Intisari-Online.com - Ada dua sahabat yang kelak jadi musuh besar. "Aku akan mencarinya ke mana pun, bahkan sampai ke Tanah Api," demikian tekad yang merasa dikhianati. Begitulah samar-samar episode kisah petualangan Old Shatterhand dan Winnetou sang ketua suku Apache karya Dr. Karl May,

Tanah Api. Di manakah gerangan? Mengapa dinamakan begitu? Jawabannya baru tuntas 40 tahun kemudian ketika saya menginjak dan tinggal beberapa hari di sudut Bumi yang dijuluki End of the World. Tierra del Fuego. Chile.

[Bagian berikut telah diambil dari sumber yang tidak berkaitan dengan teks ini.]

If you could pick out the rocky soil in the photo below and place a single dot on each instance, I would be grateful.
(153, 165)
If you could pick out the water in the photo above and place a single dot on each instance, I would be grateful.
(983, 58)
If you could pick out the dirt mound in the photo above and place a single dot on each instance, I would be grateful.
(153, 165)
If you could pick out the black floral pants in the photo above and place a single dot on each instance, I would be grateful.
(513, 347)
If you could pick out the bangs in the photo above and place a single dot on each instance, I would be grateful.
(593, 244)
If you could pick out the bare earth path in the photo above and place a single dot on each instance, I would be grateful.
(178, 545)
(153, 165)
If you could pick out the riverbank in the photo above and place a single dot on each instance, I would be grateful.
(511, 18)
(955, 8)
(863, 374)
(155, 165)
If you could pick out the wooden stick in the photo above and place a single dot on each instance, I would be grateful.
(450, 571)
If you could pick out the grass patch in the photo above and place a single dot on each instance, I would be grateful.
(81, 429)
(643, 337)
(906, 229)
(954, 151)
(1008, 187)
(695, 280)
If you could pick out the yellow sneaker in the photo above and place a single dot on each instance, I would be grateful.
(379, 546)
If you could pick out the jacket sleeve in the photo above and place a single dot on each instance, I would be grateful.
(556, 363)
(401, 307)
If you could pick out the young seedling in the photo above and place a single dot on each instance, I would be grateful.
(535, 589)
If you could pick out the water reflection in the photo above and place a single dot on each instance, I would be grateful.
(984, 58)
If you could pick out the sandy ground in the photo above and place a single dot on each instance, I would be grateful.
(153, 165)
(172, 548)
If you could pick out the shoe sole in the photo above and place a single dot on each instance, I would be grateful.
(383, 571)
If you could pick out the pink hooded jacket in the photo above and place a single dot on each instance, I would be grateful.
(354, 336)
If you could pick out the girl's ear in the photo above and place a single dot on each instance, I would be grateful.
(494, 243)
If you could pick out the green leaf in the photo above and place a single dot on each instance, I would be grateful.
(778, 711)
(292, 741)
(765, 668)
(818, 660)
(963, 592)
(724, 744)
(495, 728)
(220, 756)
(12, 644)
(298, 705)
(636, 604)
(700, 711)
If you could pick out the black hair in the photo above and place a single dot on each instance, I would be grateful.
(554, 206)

Saat itu, awal 1980-an, saya studi di Italia. Di negeri empat musim, perkuliahan libur selama musim panas yang bisa lebih dari tiga bulan. Biasanya saya isi dengan belajar bahasa, berkunjung ke suatu tempat, berkenalan dengan bangsa dan budaya baru. Saya menjadwalkan ke Petagonia, gerbang ke Tanah Api. Impian yang baru terwujud lebih dari 20 tahun kemudian.

Perjalanan menuju pulau di ujung terselatan Benua Amerika itu diawali dari Santiago, ibukota Chile. Bentuk negeri berbahasa Spanyol ini amat khas, memanjang sekitar 4.190 km dari utara ke selatan, diapit Samudra Pasifik di Barat dan Pegunungan Andes di Timur. Iklim dan geografinya amat kontras. Di utara, perbatasan Peru, ada wilayah terkering di dunia namun berlangit tercerah di Bumi: Gurun Atacama, yang termashyur dengan dua observatorium astronomi terbaik sejagatnya.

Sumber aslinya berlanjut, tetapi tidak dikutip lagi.